Estimation and Inference

Go to Quantitative Methods

Topics

Table of Contents

Introduction

Sampling Methods – Simple random, Stratified random, Cluster, Convenience, and Judgmental Sampling
Central limit theorem, and standard error of the sample mean
Resampling – Bootstrap and Jackknife techniques

A sample is a subset of a population. We can study a sample to infer conclusions about the population itself.

Example

If all the stocks trading in the US are considered a population, then indices such as the S&P 500 are samples.

We can look at the performance of the S&P 500 and draw conclusions about how all stocks in the US are performing.

This process is known as sampling and estimation.

Sampling Methods

There are various methods for obtaining information on a population through samples.

Parameter is a quantity used to describe a population.
Statistic is a quantity used to describe a sample.

There are two reasons why sampling is used:

Time saving: Very time consuming to examine every member of the population.
Monetary saving: Examining every member of the population becomes economically inefficient.

There are two types of sampling methods:

Probability sampling: Every member of the population has an equal chance of being selected. Sample is representative of the population.
Non-probability sampling: Every member of the population may not have an equal chance of being selected. Sampling depends on factors such as the sampler’s judgement or the convenience to access data.

Tip

Probability sampling method is more accurate and reliable as compared to the non-probability sampling method.

In the subsequent sections, we will discuss the following sampling methods:

Probability sampling
- Simple random
  - Systematic
- Stratified random
- Cluster
Non-probability sampling
- Convenience
- Judgement

Simple Random Sampling

Selecting a sample from a larger population in such a way that each member of the population has the same probability of being included in the sample.

Sampling Distribution
If we draw samples of the same size several times and calculate the sample statistic, the sample statistic will be different each time.

The distribution of values of the sample statistic is called a sampling distribution.

Example

Select 100 stocks from a universe of 10,000 stocks and calculate the average annual returns of these 100 stocks.

Average return
Round 1 → 15%.
Round 2 → 14%

The distribution of these sample average returns is called a sampling distribution.

Sampling Error
Difference between a sample statistic and the corresponding population parameter.

The sampling error of the mean is given by $\bar{x} - μ$ .

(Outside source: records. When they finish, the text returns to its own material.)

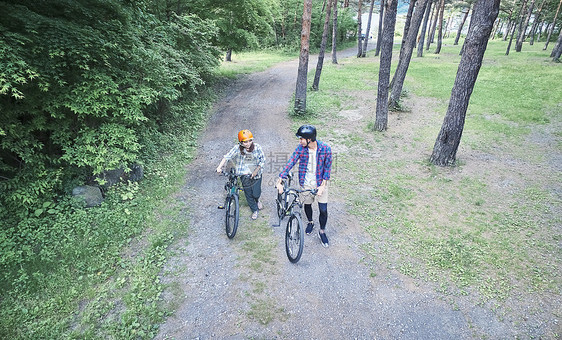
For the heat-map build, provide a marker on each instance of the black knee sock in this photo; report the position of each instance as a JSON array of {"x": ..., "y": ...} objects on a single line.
[
  {"x": 308, "y": 211},
  {"x": 323, "y": 207}
]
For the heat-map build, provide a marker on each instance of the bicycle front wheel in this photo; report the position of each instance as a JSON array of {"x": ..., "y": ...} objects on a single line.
[
  {"x": 232, "y": 215},
  {"x": 294, "y": 238}
]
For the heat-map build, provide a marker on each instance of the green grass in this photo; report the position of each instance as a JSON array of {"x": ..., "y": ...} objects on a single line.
[
  {"x": 446, "y": 225},
  {"x": 250, "y": 62}
]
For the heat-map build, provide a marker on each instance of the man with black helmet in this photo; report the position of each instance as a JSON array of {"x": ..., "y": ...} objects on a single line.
[{"x": 315, "y": 164}]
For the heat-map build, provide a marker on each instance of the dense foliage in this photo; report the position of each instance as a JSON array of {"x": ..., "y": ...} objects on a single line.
[{"x": 88, "y": 93}]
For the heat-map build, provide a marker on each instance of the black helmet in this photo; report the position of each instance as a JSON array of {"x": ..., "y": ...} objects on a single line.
[{"x": 307, "y": 132}]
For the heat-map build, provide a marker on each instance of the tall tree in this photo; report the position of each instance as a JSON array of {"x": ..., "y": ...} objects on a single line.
[
  {"x": 406, "y": 27},
  {"x": 523, "y": 28},
  {"x": 557, "y": 51},
  {"x": 434, "y": 16},
  {"x": 359, "y": 30},
  {"x": 440, "y": 31},
  {"x": 536, "y": 23},
  {"x": 379, "y": 33},
  {"x": 552, "y": 27},
  {"x": 448, "y": 140},
  {"x": 335, "y": 33},
  {"x": 423, "y": 29},
  {"x": 368, "y": 30},
  {"x": 513, "y": 28},
  {"x": 459, "y": 30},
  {"x": 322, "y": 47},
  {"x": 404, "y": 62},
  {"x": 300, "y": 92},
  {"x": 381, "y": 116},
  {"x": 405, "y": 35}
]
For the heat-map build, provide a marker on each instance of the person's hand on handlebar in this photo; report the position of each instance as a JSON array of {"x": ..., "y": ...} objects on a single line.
[{"x": 279, "y": 186}]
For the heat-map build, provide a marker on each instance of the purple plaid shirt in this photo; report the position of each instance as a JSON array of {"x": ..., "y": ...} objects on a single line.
[{"x": 323, "y": 163}]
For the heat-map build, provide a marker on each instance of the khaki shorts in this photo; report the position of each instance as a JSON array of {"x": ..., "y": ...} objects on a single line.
[{"x": 308, "y": 198}]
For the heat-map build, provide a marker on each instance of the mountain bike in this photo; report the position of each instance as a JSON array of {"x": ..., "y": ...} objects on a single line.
[
  {"x": 289, "y": 205},
  {"x": 233, "y": 187}
]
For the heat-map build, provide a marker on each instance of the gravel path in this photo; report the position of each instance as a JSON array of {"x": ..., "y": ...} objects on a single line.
[{"x": 331, "y": 293}]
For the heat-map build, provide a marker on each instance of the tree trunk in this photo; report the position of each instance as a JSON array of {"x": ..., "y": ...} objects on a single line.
[
  {"x": 381, "y": 117},
  {"x": 379, "y": 34},
  {"x": 511, "y": 38},
  {"x": 404, "y": 62},
  {"x": 446, "y": 31},
  {"x": 508, "y": 28},
  {"x": 424, "y": 28},
  {"x": 552, "y": 27},
  {"x": 557, "y": 48},
  {"x": 335, "y": 33},
  {"x": 521, "y": 38},
  {"x": 535, "y": 23},
  {"x": 448, "y": 140},
  {"x": 320, "y": 62},
  {"x": 406, "y": 28},
  {"x": 300, "y": 92},
  {"x": 368, "y": 30},
  {"x": 359, "y": 29},
  {"x": 435, "y": 17},
  {"x": 499, "y": 28},
  {"x": 440, "y": 32},
  {"x": 461, "y": 26}
]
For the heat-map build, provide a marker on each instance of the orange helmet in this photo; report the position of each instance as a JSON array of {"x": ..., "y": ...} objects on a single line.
[{"x": 245, "y": 135}]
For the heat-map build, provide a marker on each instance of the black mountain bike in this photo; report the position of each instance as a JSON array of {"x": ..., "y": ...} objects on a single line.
[
  {"x": 232, "y": 205},
  {"x": 289, "y": 205}
]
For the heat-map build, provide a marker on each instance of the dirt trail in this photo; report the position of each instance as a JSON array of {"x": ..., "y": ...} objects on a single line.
[{"x": 330, "y": 293}]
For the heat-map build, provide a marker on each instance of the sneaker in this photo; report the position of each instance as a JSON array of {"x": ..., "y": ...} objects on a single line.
[
  {"x": 324, "y": 239},
  {"x": 309, "y": 228}
]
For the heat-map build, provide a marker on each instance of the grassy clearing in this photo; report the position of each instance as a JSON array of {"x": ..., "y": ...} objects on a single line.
[
  {"x": 492, "y": 223},
  {"x": 250, "y": 62},
  {"x": 255, "y": 241}
]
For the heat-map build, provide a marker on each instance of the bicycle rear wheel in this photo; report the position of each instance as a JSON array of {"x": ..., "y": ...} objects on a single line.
[
  {"x": 294, "y": 238},
  {"x": 232, "y": 215}
]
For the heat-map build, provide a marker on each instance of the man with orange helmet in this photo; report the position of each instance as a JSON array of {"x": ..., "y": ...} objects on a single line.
[{"x": 249, "y": 160}]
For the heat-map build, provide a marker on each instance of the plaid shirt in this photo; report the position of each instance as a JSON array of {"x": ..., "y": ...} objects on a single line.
[
  {"x": 323, "y": 163},
  {"x": 247, "y": 163}
]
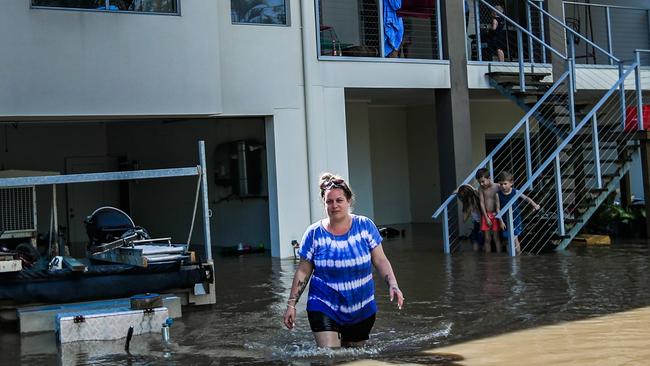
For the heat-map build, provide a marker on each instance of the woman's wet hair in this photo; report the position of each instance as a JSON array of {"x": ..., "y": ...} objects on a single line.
[{"x": 330, "y": 181}]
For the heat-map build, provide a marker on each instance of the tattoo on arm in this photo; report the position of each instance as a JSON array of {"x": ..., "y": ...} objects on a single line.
[{"x": 301, "y": 288}]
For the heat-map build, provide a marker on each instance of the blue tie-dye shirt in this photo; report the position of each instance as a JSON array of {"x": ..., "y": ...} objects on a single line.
[{"x": 341, "y": 285}]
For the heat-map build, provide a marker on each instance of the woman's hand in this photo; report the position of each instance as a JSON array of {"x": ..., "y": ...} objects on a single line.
[
  {"x": 396, "y": 292},
  {"x": 290, "y": 317}
]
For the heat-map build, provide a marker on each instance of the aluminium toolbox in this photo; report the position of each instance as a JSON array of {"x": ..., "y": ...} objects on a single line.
[{"x": 108, "y": 324}]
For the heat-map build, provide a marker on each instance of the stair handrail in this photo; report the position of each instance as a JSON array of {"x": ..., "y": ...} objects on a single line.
[
  {"x": 505, "y": 140},
  {"x": 554, "y": 157},
  {"x": 573, "y": 32}
]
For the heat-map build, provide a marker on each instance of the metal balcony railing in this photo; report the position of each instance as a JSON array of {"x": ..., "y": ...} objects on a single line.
[
  {"x": 618, "y": 29},
  {"x": 490, "y": 38},
  {"x": 401, "y": 29},
  {"x": 582, "y": 171},
  {"x": 553, "y": 120}
]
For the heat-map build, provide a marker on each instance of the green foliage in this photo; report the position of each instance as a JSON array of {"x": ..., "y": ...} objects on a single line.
[{"x": 611, "y": 218}]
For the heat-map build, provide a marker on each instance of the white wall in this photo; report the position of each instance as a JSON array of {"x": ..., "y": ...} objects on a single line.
[
  {"x": 289, "y": 204},
  {"x": 491, "y": 117},
  {"x": 66, "y": 62},
  {"x": 423, "y": 163},
  {"x": 165, "y": 206},
  {"x": 45, "y": 147},
  {"x": 390, "y": 165},
  {"x": 360, "y": 157}
]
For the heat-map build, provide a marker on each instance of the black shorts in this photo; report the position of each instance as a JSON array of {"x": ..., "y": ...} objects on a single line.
[{"x": 358, "y": 332}]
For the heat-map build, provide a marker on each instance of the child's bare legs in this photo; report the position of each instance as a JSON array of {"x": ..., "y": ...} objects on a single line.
[
  {"x": 487, "y": 234},
  {"x": 517, "y": 245},
  {"x": 501, "y": 55},
  {"x": 497, "y": 240}
]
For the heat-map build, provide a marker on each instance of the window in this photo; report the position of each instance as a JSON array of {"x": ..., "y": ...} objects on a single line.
[
  {"x": 258, "y": 12},
  {"x": 137, "y": 6}
]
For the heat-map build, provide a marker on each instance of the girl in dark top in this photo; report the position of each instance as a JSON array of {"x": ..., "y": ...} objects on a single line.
[{"x": 497, "y": 31}]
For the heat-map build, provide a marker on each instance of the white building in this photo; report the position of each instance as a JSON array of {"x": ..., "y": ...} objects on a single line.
[{"x": 86, "y": 89}]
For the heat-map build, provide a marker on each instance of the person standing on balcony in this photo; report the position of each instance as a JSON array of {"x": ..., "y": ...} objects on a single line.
[
  {"x": 393, "y": 28},
  {"x": 338, "y": 253},
  {"x": 489, "y": 201},
  {"x": 497, "y": 34}
]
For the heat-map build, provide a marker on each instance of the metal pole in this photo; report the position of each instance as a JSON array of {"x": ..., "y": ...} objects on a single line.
[
  {"x": 572, "y": 50},
  {"x": 445, "y": 231},
  {"x": 543, "y": 31},
  {"x": 511, "y": 232},
  {"x": 596, "y": 147},
  {"x": 639, "y": 91},
  {"x": 491, "y": 168},
  {"x": 571, "y": 91},
  {"x": 477, "y": 28},
  {"x": 610, "y": 46},
  {"x": 622, "y": 93},
  {"x": 439, "y": 28},
  {"x": 520, "y": 49},
  {"x": 56, "y": 223},
  {"x": 558, "y": 194},
  {"x": 531, "y": 55},
  {"x": 529, "y": 162},
  {"x": 380, "y": 5},
  {"x": 206, "y": 209}
]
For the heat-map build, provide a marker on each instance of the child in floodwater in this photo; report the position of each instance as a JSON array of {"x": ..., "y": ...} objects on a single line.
[
  {"x": 489, "y": 202},
  {"x": 506, "y": 194},
  {"x": 468, "y": 196}
]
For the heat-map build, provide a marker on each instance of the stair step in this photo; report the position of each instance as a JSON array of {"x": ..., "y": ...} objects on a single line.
[
  {"x": 574, "y": 220},
  {"x": 590, "y": 190},
  {"x": 559, "y": 237},
  {"x": 528, "y": 75},
  {"x": 514, "y": 84},
  {"x": 578, "y": 106},
  {"x": 605, "y": 177}
]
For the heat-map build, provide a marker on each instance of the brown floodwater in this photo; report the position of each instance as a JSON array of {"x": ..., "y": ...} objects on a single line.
[{"x": 454, "y": 304}]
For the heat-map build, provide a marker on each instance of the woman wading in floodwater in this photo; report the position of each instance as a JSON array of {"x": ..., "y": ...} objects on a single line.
[{"x": 339, "y": 252}]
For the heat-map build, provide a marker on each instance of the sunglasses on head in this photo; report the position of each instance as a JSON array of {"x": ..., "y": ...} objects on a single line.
[{"x": 334, "y": 183}]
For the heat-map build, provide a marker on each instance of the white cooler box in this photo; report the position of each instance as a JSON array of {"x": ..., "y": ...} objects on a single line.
[{"x": 101, "y": 325}]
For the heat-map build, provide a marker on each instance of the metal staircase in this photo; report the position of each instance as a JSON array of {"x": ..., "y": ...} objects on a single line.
[{"x": 567, "y": 155}]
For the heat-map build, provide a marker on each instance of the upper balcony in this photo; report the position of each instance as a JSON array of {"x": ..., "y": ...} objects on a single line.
[
  {"x": 388, "y": 30},
  {"x": 601, "y": 35}
]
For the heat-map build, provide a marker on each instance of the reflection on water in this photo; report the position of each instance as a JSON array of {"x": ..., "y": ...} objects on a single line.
[{"x": 449, "y": 300}]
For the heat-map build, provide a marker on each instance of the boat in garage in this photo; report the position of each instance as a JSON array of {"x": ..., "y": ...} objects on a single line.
[{"x": 122, "y": 259}]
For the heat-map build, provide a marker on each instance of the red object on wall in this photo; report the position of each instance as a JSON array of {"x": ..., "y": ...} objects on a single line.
[
  {"x": 417, "y": 9},
  {"x": 631, "y": 120}
]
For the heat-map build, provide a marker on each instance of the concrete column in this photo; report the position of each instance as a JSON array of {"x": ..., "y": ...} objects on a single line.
[
  {"x": 452, "y": 105},
  {"x": 288, "y": 183},
  {"x": 326, "y": 140},
  {"x": 358, "y": 130},
  {"x": 556, "y": 36}
]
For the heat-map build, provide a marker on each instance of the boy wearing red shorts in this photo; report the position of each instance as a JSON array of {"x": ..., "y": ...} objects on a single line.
[{"x": 488, "y": 198}]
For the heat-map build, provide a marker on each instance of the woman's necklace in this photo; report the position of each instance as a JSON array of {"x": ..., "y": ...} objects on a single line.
[{"x": 340, "y": 228}]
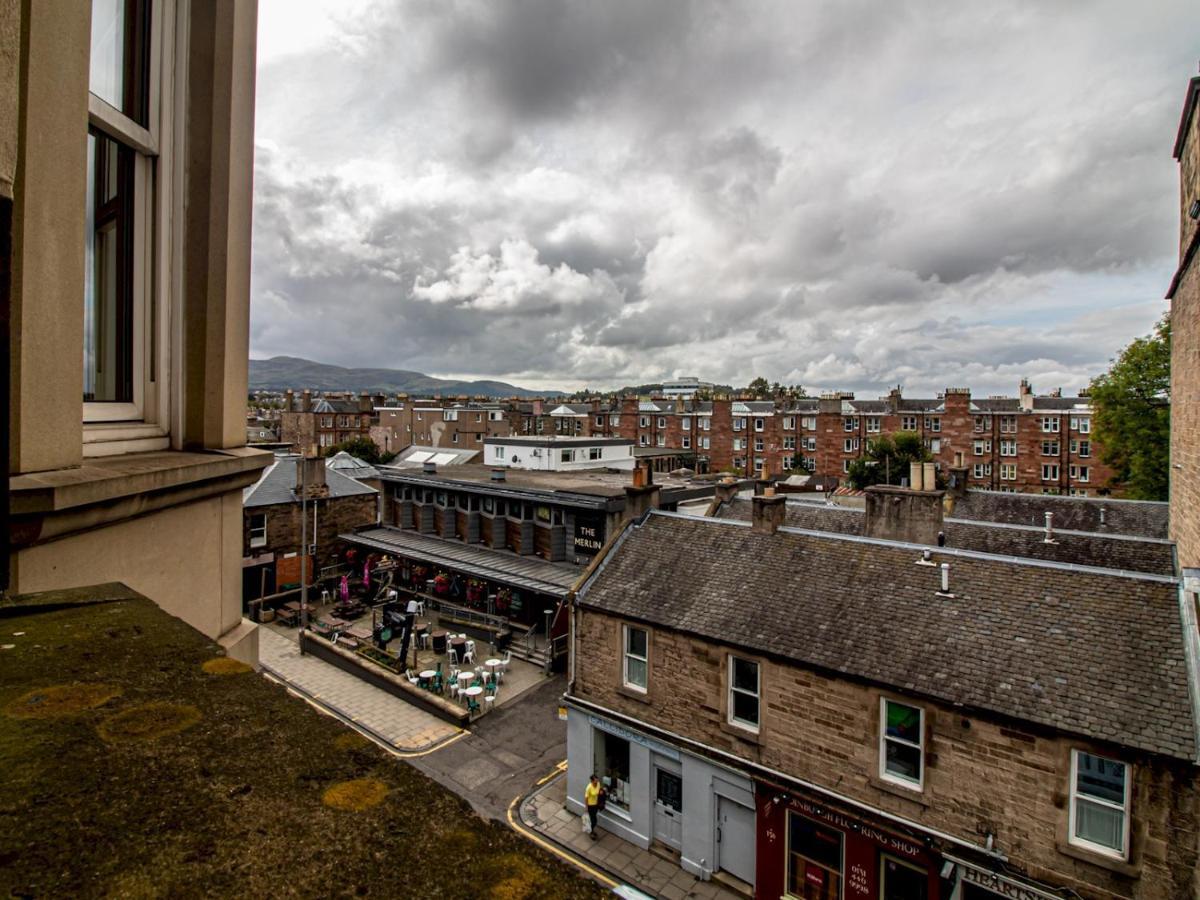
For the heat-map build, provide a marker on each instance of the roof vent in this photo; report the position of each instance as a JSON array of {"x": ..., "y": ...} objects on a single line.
[
  {"x": 1049, "y": 538},
  {"x": 946, "y": 581}
]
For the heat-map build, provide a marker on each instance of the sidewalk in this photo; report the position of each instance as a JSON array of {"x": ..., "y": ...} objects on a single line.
[
  {"x": 544, "y": 811},
  {"x": 403, "y": 727}
]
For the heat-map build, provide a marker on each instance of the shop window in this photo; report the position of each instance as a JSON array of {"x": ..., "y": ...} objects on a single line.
[
  {"x": 900, "y": 880},
  {"x": 814, "y": 859},
  {"x": 612, "y": 767},
  {"x": 635, "y": 658},
  {"x": 744, "y": 693},
  {"x": 258, "y": 531},
  {"x": 1099, "y": 803},
  {"x": 901, "y": 751}
]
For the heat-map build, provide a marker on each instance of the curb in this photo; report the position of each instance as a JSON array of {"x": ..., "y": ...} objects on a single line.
[
  {"x": 366, "y": 730},
  {"x": 598, "y": 871}
]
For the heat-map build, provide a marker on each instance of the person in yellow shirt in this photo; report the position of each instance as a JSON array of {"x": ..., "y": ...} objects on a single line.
[{"x": 592, "y": 799}]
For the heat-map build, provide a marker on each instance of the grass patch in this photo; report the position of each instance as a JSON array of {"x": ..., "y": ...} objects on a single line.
[
  {"x": 60, "y": 700},
  {"x": 148, "y": 721}
]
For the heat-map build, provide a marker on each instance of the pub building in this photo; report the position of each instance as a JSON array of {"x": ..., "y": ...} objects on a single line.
[
  {"x": 502, "y": 545},
  {"x": 829, "y": 717}
]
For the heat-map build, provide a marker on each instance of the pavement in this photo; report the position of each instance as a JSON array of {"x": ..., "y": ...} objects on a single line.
[
  {"x": 394, "y": 723},
  {"x": 544, "y": 811}
]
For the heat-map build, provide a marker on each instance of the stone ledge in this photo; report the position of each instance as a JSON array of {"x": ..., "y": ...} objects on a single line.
[{"x": 113, "y": 478}]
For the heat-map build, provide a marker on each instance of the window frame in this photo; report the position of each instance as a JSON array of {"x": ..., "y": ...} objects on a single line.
[
  {"x": 627, "y": 654},
  {"x": 892, "y": 778},
  {"x": 144, "y": 420},
  {"x": 730, "y": 690},
  {"x": 1125, "y": 808}
]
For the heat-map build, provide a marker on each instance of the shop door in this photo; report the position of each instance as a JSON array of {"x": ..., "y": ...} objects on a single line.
[
  {"x": 735, "y": 839},
  {"x": 667, "y": 808},
  {"x": 901, "y": 881}
]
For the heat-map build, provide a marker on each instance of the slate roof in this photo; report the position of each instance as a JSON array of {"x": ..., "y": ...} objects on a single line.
[
  {"x": 351, "y": 466},
  {"x": 1099, "y": 654},
  {"x": 279, "y": 481},
  {"x": 1091, "y": 549},
  {"x": 1145, "y": 519}
]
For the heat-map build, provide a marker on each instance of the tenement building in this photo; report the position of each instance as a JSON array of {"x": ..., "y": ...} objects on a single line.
[
  {"x": 1185, "y": 297},
  {"x": 126, "y": 154},
  {"x": 838, "y": 715}
]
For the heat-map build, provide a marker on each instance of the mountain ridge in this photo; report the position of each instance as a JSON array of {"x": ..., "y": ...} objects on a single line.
[{"x": 295, "y": 372}]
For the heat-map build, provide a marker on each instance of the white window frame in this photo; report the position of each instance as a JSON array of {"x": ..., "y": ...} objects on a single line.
[
  {"x": 144, "y": 423},
  {"x": 1123, "y": 853},
  {"x": 257, "y": 533},
  {"x": 627, "y": 655},
  {"x": 919, "y": 784},
  {"x": 731, "y": 690}
]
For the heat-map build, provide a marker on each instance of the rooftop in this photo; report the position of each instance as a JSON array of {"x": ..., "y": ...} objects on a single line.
[
  {"x": 1021, "y": 639},
  {"x": 1091, "y": 549},
  {"x": 187, "y": 769}
]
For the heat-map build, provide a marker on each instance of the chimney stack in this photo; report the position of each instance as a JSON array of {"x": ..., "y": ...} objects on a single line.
[{"x": 768, "y": 511}]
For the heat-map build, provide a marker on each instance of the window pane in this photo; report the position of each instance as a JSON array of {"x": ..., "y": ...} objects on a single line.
[
  {"x": 904, "y": 723},
  {"x": 1099, "y": 825},
  {"x": 636, "y": 639},
  {"x": 1103, "y": 779},
  {"x": 635, "y": 671},
  {"x": 903, "y": 761},
  {"x": 108, "y": 339},
  {"x": 107, "y": 78},
  {"x": 745, "y": 708},
  {"x": 745, "y": 675}
]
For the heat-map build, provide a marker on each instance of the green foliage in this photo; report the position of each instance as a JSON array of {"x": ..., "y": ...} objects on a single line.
[
  {"x": 363, "y": 448},
  {"x": 887, "y": 459},
  {"x": 1133, "y": 415}
]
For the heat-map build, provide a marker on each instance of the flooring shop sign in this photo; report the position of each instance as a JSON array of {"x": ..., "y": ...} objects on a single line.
[{"x": 588, "y": 535}]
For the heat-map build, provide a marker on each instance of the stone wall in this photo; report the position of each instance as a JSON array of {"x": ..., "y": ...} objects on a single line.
[{"x": 983, "y": 774}]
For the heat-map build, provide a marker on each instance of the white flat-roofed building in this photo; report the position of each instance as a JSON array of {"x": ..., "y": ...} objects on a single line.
[{"x": 559, "y": 454}]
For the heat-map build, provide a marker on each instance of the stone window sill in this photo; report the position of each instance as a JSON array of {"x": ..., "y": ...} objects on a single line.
[{"x": 1121, "y": 867}]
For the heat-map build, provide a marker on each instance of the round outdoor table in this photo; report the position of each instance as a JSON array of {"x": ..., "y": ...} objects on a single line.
[{"x": 439, "y": 640}]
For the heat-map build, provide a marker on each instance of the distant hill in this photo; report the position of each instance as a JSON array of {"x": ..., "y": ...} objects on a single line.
[{"x": 283, "y": 372}]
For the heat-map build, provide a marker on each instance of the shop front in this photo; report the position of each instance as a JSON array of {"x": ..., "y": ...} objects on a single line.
[{"x": 811, "y": 851}]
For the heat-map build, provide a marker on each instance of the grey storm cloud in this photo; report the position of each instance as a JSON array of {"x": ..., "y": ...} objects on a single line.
[{"x": 846, "y": 195}]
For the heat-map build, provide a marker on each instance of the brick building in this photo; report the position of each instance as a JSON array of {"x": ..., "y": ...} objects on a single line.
[
  {"x": 823, "y": 715},
  {"x": 271, "y": 520},
  {"x": 1029, "y": 443},
  {"x": 311, "y": 425},
  {"x": 462, "y": 425},
  {"x": 1185, "y": 297}
]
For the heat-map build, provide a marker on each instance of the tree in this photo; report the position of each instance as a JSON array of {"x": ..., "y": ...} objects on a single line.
[
  {"x": 1133, "y": 415},
  {"x": 759, "y": 388},
  {"x": 887, "y": 459},
  {"x": 360, "y": 447}
]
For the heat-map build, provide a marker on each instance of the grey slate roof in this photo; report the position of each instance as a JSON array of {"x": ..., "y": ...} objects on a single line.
[
  {"x": 351, "y": 466},
  {"x": 279, "y": 481},
  {"x": 1145, "y": 519},
  {"x": 1085, "y": 652},
  {"x": 503, "y": 565},
  {"x": 1105, "y": 551}
]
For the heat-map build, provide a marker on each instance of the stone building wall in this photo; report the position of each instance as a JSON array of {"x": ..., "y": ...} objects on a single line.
[{"x": 984, "y": 775}]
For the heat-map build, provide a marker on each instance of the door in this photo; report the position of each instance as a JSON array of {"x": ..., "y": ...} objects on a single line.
[
  {"x": 667, "y": 808},
  {"x": 735, "y": 839}
]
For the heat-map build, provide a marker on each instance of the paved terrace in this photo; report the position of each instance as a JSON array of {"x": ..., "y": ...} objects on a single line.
[{"x": 141, "y": 762}]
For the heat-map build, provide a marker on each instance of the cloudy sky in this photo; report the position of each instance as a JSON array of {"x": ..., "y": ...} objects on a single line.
[{"x": 841, "y": 195}]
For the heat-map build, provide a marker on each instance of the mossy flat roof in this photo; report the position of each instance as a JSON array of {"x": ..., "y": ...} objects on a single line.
[{"x": 145, "y": 773}]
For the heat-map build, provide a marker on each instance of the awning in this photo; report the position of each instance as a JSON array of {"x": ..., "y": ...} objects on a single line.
[{"x": 503, "y": 567}]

Systematic Sampling: Select every kth member of the population until we have a sample of the desired size. Samples created using this technique should be approximately random.

Stratified Random Sampling

Population is divided into subgroups based on distinguishing characteristics.
Samples are then drawn from each subgroup, with sample size $\propto$ to the size of the subgroup relative to the population.
Samples from each subgroup are pooled together to form a stratified random sample.

Advantage

Sample will have the same distribution of key characteristics as the overall population.
Helps reduce the sampling error.
Produces more precise parameter estimates than simple random sampling.

Example

Divide the universe of 10,000 stocks as per their market capitalization such that you have 5,000 large cap stocks, 3,000 mid cap stocks, and 2,000 small cap stocks.

In stratified random sampling, select a total sample of 100 stocks, you will randomly select 50 large cap stocks, 30 mid cap stocks, and 20 small cap stocks and pool all these samples together to form a stratified random sample.

Cluster Sampling

Similar to stratified random sampling as it also requires the population to be divided into subpopulation groups, called clusters.

Each cluster is essentially a mini-representation of the entire population. Random clusters are chosen as a whole for sampling.

Difference

Pasted image 20250908155305.png

Non Probability Sampling

Convenience sampling:
- Researcher selects members from a population based on how easy it is to access the member.
- Disadvantage is that the sample selected may not be representative of the entire population.
- Advantage is that data can be collected quickly and at a low cost.
- Suitable for small-scale pilot studies.
Judgmental sampling:
- Researcher uses his judgment to selectively handpick members from the population.
- Disadvantage is that the sampling may be impacted by the researcher’s bias and the results may be skewed.
- Advantage is that it allows the researcher to directly go to the target population of interest.
- Experienced auditors use their professional judgment to select important accounts or transactions that can provide sufficient audit coverage.

Sampling from Different Distributions

In addition to selecting an appropriate sampling method, researchers also need to be careful when sampling from a population that is not under one single distribution.

In such cases, the larger population should be divided into smaller parts, and samples should be drawn from the smaller parts separately.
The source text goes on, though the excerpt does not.